All things must pass Friday, October 20, 2023

 

 

Heavy rain this morning, although the temperature remains the same.

I stare out the window at the yard, at the bird feeders, at the dog/cat houses, and the slowly changing leaves from our walls of ivy.

These are the mornings I crave most all the way back to when I was a kid, this feeling of security inside, dry, warm, while still getting a gander at the real world weather,

Pauly – had he lived – would be pontificating on the imminent demise of the world, after having kept track of all possible natural disasters, perhaps even setting a time clock as to when the volcanos in Iceland would go off.

He’s always been a bit of a chicken little, believing all the silly conspiracy theories that are being spread by people obsessed with the idea of death, and insisting not to go alone.

It’s sort of how I felt back when working in the cosmetics company, hoping that the company might fold so I would not have to resign.

I would modify Woody Allen’s statement about not wanting to be around when his death came, to nobody wants to step off this mortal coil alone when we can have some illusion of destruction such as climate change – which is a bit hazier than our waiting for an asteroid to do us all in.

At my age, after having lost two of my four best friends, the end of the world seems less tragic than it might have when I was younger.

Meanwhile, I just sit and stare as the rain drops pelt at the windows and screens, grateful for being dry, and knowing that these are the storm that bring about the change of season, too early for snow, and yet, with reports of possible accumulation elsewhere north or west of us, as if we sit and watch the coming doom from a place as yet still safe, but not forever.

I’ve grown nostalgic for the town I work in, having first set foot there as a writer about 20 years ago, and realize the place I stumbled into prior to Christmas in 2003 has long vanished, as is the simplicity of the world I grew up in.

Almost all the World War II and Korean War vets that I knew back then are gone, leaving a huge void in a community once seen as the most patriotic in America.

We are watching a fundamental change in culture, perhaps something not see since the turn of the 19th into the 20th Century, the suburban white flight era of post WWII transformed into a rush back to the cities – after severe criminal cases made cities safe again.

But this new urbanization is not like the one my great great grandfather helped usher in, farms being converted into tracks of one-family homes.
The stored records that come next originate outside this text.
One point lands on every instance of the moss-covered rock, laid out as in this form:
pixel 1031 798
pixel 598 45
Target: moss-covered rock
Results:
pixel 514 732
Those homes are being bulldozed and up springs luxury complexes we old timers can’t afford to live in, and even some younger people, as one report indicated that some families are spending their entire income on rent, some of whom show up at food pantries as another report suggests.
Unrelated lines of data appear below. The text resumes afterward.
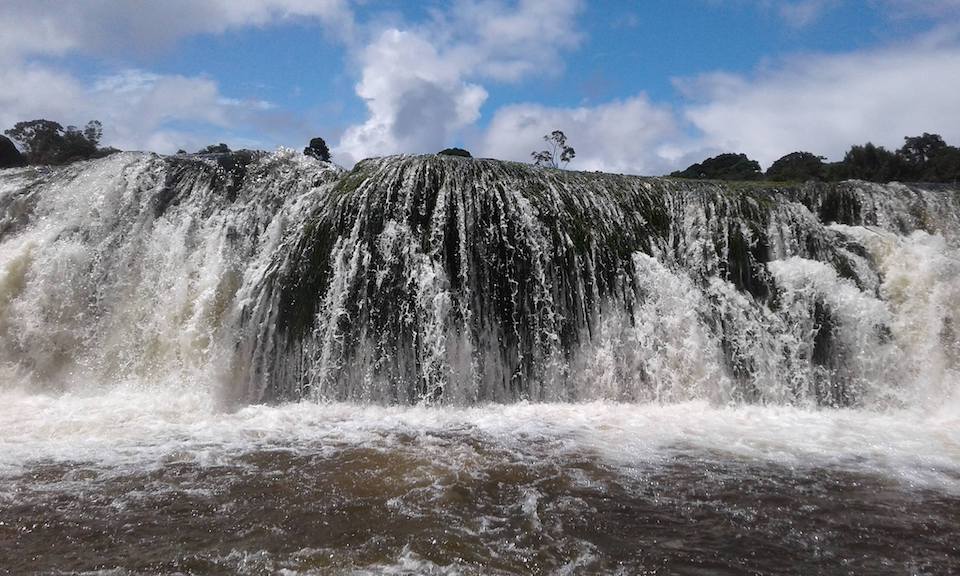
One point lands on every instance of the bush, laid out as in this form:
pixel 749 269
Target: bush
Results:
pixel 797 167
pixel 47 142
pixel 220 148
pixel 722 167
pixel 318 149
pixel 10 157
pixel 455 152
Needless to say, we – me and the friends I grew up with – are the next generation to go, a hugely influential baby boomer generation whose passing is leaving a black hole in the world I’m not yet sure society will know how to fill. But as we leave, our influence fades, the culture that we brought into the world 80 years ago, finally leaving after having influenced so much for so long.

I think of George Harrison’s song as I watch the rain wash clean the planet, how all things must pass, including me.